Interrogée, la comtesse, Geneviève de Claudieuse, explique que la panique aidant, elle avait oublié de sauver ses enfants. Heureusement, Cocoleu (l'innocent du village), s'en était chargé.
Interrogé, Cocoleu dit qu'il a vu l'incendiaire: c'est Jacques de Boiscoran. On s'étonne, puis on finit par penser qu'après tout, Jacques de Boiscoran n'était pas en si bons termes avec le comte de Claudieuse.

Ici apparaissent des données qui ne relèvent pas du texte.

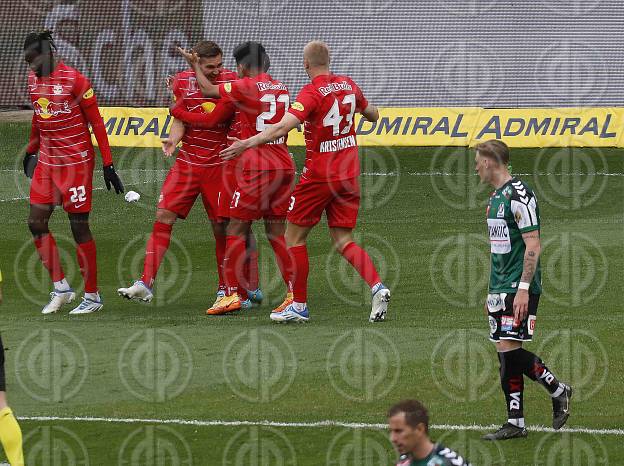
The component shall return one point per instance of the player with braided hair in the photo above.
(64, 106)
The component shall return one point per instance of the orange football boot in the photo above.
(287, 302)
(224, 305)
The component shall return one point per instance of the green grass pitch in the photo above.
(422, 219)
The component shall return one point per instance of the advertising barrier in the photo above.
(530, 127)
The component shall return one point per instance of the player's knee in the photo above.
(340, 239)
(166, 216)
(37, 226)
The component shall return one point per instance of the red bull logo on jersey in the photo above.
(208, 107)
(334, 87)
(46, 109)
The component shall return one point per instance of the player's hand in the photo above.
(521, 305)
(168, 147)
(191, 57)
(111, 178)
(30, 162)
(233, 151)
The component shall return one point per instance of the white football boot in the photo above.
(57, 300)
(381, 298)
(138, 290)
(87, 306)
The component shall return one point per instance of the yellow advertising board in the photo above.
(453, 126)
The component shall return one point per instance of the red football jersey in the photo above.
(327, 105)
(260, 101)
(57, 100)
(201, 146)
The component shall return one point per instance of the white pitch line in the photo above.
(318, 424)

Jacques crie son innocence. Cependant, tout l'accuse: outre des preuves matérielles, il s'obstine à ne pas vouloir dire ce qu'il faisait le fameux soir.

Critique:
J'ai préféré ce roman à «L'argent des autres», qui, pour moi, est plus lent, plus dispersé.
Si «La corde au cou» est empreint de cette ambiance de romans larmoyants, il l'est beaucoup moins que «L'argent des autres». Certes, l'intrigue policière est un peu lente, mais cette lenteur est compensée par les rebondissements qui sont placés où il faut. Je n'avais pas deviné ce que Jacques voulait taire. Je soupçonnais un peu le coupable, mais j'ai quand même était trompée par celui que l'auteur nous présentait. Cette ficelle du faux coupable est vieillotte, mais on la pardonnera à Émile Gaboriau, qui, rappelons-le, est un des pionniers en matière de romans policiers, et qui, donc, est l'un des premiers à s'en être servi. En outre, elle est habilement utilisée, de manière bien plus savante, bien moins grossière que ce que font certains auteurs contemporains.

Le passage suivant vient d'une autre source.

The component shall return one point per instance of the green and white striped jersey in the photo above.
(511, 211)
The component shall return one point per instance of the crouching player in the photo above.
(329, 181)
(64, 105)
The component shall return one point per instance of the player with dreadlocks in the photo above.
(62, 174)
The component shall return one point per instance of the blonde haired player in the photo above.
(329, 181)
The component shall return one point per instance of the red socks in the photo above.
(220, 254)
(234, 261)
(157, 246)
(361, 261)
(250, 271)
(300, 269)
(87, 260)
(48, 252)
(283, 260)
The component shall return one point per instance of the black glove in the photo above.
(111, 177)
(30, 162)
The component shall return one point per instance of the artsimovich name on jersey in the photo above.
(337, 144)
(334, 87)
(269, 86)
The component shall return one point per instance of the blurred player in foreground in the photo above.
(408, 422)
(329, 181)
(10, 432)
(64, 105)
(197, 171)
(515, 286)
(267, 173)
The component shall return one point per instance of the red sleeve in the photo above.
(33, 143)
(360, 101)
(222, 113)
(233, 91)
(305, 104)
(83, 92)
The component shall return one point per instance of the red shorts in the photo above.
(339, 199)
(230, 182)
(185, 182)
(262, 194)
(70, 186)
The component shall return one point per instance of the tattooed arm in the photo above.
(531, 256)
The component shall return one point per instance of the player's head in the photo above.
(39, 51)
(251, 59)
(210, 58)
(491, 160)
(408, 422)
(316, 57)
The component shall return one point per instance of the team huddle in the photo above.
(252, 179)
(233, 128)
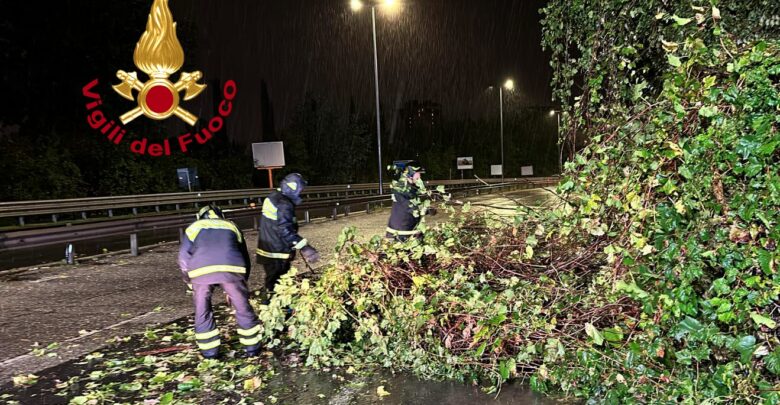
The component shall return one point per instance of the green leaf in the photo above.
(594, 334)
(765, 261)
(166, 399)
(681, 21)
(708, 111)
(498, 319)
(506, 367)
(772, 361)
(131, 387)
(762, 320)
(380, 390)
(745, 347)
(690, 325)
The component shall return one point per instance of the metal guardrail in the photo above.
(107, 205)
(35, 238)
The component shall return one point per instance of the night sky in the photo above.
(446, 51)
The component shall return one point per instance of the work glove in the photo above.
(310, 254)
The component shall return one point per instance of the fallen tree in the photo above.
(654, 280)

À l'instar d'autres auteurs, Émile Gaboriau pose ici la question des apparences, et insiste bien sur le fait qu'il ne faut pas s'y fier. On me dira que c'est un thème rebattu. Outre qu'Émile Gaboriau est un précurseur de la littérature policière, je trouve qu'il a très bien exploité ce thème, avec finesse et justesse. À son époque, le poids des conventions était encore plus lourd que maintenant.
Sous des dehors gentillets, sous ses airs de roman facile, ce roman est plus profond que certains pourraient le croire.

Les personnages ne sont pas très creusés, mais certains sont sympathiques, comme le greffier Méchinet, le docteur Seignebos, le procureur Daubigeon, maître Folgat, Frumence Cheminot, et bien sûr, Jacques.
J'ai une préférence pour maître Folgat qui a su réfléchir différemment, et chercher des indices là où tout le monde baissait les bras.
Le personnage du docteur m'a fait rire, car, tout en ne se fiant pas aux apparences, il a une belle repartie, et même ses emportements sont «amusants».

Quant aux personnages déplaisants, il y a, bien sûr, les «méchants», mais aussi, Denise de Chandoré. Je l'ai trouvée particulièrement agaçante. D'abord, elle est très mièvre. Ensuite, elle fait tourner tout le monde autour de son petit doigt. Certes, elle n'en abuse pas... jusqu'au moment de l'histoire qui nous est contée ici. On me dira que tout ces actes sont guidés par l'amour, et qu'elle est remarquable pour une jeune fille de son époque... Peut-être, mais elle m'a profondément exaspérée.

J'ai apprécié le style de l'auteur: un peu vieillot pour notre époque, mais aux tournures et au vocabulaire soutenus. J'aimerais lire plus de livres écrits ainsi!

J'ai bien ri aux petits clins d'oeil qu'Émile Gaboriau fait à des personnages de ses autres romans, comme le père Tabaret ou monsieur Lecoq.

Éditeur: Lirairie des Champs-Élysées.
La version audio que j'ai entendue a été enregistrée par Muriel Mérat pour la Bibliothèque Braille Romande.
Muriel Mérat a bien interprété ce roman, évitant sans mal l'écueil d'un ton affecté et mièvre, mais ne tombant pas non plus dans l'excès inverse, celui de la monotonie. En effet, un livre de ce style, à notre époque, ne doit pas être très facile à lire à voix haute. On doit être tenté de trop en faire, ou de pécher par excès de sobriété. Je tire donc mon chapeau à la lectrice qui a su trouver le ton juste.